Of course, success breeds all sorts of ridiculous claims, such as bad critics who see Irena as a lesbian- thus her frigidity, the approach of the other cat woman at her wedding, and the stalking of Alice. Of course, the film’s every frame undercuts such claims. But, the film is so good at letting people imbue scarier things into it than are seen- for Tourneur and Lewton know that the average viewer can scare themselves better than they could, that it’s only natural that bad critics will read much more into it than is seen, as well.
Cat People is a great treatise on human loneliness, for few film characters have ever been aloner than Irena Dubrovna; only Taxi Driver’s Travis Bickle- another transplanted New Yorker with a violent streak and sexual problems, may surpass her. It also starts and ends with epigraphs, something that European arts films only picked up on later. The film’s opening has a fictive quote from a supposed book by Dr.
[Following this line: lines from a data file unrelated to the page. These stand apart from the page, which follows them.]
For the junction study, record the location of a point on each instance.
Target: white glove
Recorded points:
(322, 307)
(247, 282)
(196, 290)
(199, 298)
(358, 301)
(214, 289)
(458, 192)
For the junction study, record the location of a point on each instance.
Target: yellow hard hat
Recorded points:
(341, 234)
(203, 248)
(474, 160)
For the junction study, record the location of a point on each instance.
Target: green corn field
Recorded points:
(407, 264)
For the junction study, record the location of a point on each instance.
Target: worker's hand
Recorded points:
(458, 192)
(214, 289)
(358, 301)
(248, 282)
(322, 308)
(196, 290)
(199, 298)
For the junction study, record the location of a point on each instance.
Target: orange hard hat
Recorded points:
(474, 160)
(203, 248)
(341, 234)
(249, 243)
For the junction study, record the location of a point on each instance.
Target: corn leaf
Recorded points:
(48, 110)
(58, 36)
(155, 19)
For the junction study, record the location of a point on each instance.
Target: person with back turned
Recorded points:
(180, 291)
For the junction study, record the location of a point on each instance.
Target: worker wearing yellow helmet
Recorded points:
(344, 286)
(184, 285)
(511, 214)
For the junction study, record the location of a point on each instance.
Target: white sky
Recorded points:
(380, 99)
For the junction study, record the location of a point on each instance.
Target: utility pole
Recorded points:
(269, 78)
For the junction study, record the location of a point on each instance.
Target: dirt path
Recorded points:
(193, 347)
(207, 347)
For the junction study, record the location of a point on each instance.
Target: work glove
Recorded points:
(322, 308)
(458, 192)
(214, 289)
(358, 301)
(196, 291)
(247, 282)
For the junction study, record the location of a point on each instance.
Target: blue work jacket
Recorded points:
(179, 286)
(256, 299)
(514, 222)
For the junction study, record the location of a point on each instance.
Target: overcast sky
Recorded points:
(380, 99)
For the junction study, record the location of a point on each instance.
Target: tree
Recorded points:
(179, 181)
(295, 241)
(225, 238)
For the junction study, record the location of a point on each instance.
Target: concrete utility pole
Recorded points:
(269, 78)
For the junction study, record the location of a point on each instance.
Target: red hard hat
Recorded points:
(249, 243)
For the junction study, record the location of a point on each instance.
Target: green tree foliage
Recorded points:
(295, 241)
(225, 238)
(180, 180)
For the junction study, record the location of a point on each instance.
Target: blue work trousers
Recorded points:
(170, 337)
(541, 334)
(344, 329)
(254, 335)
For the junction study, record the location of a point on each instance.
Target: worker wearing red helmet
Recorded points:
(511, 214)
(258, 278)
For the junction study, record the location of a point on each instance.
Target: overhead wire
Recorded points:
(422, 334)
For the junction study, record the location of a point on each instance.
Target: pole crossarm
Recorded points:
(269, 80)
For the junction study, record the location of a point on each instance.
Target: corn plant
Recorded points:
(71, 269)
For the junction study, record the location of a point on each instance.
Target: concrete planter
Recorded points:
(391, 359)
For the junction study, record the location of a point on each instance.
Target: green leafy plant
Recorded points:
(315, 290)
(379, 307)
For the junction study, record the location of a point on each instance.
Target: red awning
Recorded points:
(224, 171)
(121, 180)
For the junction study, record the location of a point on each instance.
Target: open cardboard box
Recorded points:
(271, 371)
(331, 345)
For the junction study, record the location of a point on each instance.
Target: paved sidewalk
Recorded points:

Judd, who apparently survived his seemingly fatal encounter with Irena (for the character- still played by Conway, shows up in the later Lewton film The Seventh Victim), and the film ends with a quote from John Donne’s Holy Sonnet V. Yet, at its center is loneliness, and Simone Simon’s eyes, vaguely feline as they are, are the perfect receptacles for that lack, and why the film can be watched over and again, and seen anew each time. With that fact in mind, it may have enough going for it that greatness as a pure film can be claimed, even outside of genre. I, for one, will watch it again to see if it does. So should you.